Cara mengatasinya adalah dengan membersihkan kerak yang muncul di kulit kepala bayi, dengan menggunakan sikat berbulu halus saat mandi. Basahi dengan air bersih, lalu sikat secara lembut kulit bayi yang terlihat bersisik.

Apabila kerak di kulit kepala bayi tersebut tak kunjung hilang, Anda bisa berkonsultasi dengan dokter. Dengan begitu, si Kecil bisa diresepkan obat yang paling sesuai untuk membantu mengatasi keluhan akibat dermatitis seboroik.

Dermatitis seboroik pada orang dewasa

Berbeda dengan pada bayi atau anak, dermatitis seboroik pada orang dewasa bisa muncul akibat adanya kondisi medis yang mendasari. Ada sejumlah faktor yang berperan, yaitu daya tahan tubuh yang lemah atau sedang dalam masa pemulihan dari penyakit.

“Dermatitis seboroik juga bisa terjadi pada orang dewasa yang mengalami gangguan mental atau saraf (depresi), menggunakan obat-obatan tertentu, dan terpapar oleh cuaca yang ekstrem,” tambahnya.

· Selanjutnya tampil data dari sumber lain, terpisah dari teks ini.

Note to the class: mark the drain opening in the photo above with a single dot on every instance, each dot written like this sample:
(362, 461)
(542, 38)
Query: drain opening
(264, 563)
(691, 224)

Dermatitis seboroik pada orang dewasa disertai dengan gejala berikut ini:

  • Ruam terjadi pada kulit kepala, wajah, dan tubuh bagian atas.
  • Ruam muncul pada saat musim dingin dan cenderung membaik saat musim panas.
  • Ruam terasa sangat gatal.
  • Muncul plak berwarna merah muda yang tipis dan bersisik pada lipatan kulit di kedua sisi wajah.
  • Peradangan folikel rambut (folikulitis superfisial) pada pipi dan tubuh bagian atas (dada dan punggung).
  • Ketombe. Ini merupakan salah satu bentuk dermatitis seboroik yang belum meradang.

Dermatitis seboroik pada orang dewasa bisa diatasi dengan mandi secara teratur menggunakan sabun dan sampo.

Perihal sampo, dr. Sara menyarankan untuk menggunakan sampo anti ketombe. Ini karena jenis sampo tersebut mengandung asam salisilat dan sulfur yang mampu mengatasi masalah kulit kepala yang kering dan berkerak.

Selain itu, penderita juga disarankan untuk tidak menggaruk bagian tubuh yang mengalami dermatitis seboroik. Pasalnya, menggaruknya, apalagi sampai berlebihan, justru dapat memperparah keluhan.

Jika dengan cara-cara tersebut keluhan tidak kunjung membaik, penderita dianjurkan untuk memeriksakan diri ke dokter. Ini dilakukan agar pengobatan yang diberikan tepat sasaran, sehingga bisa efektif mengatasi keluhan dermatitis seboroik.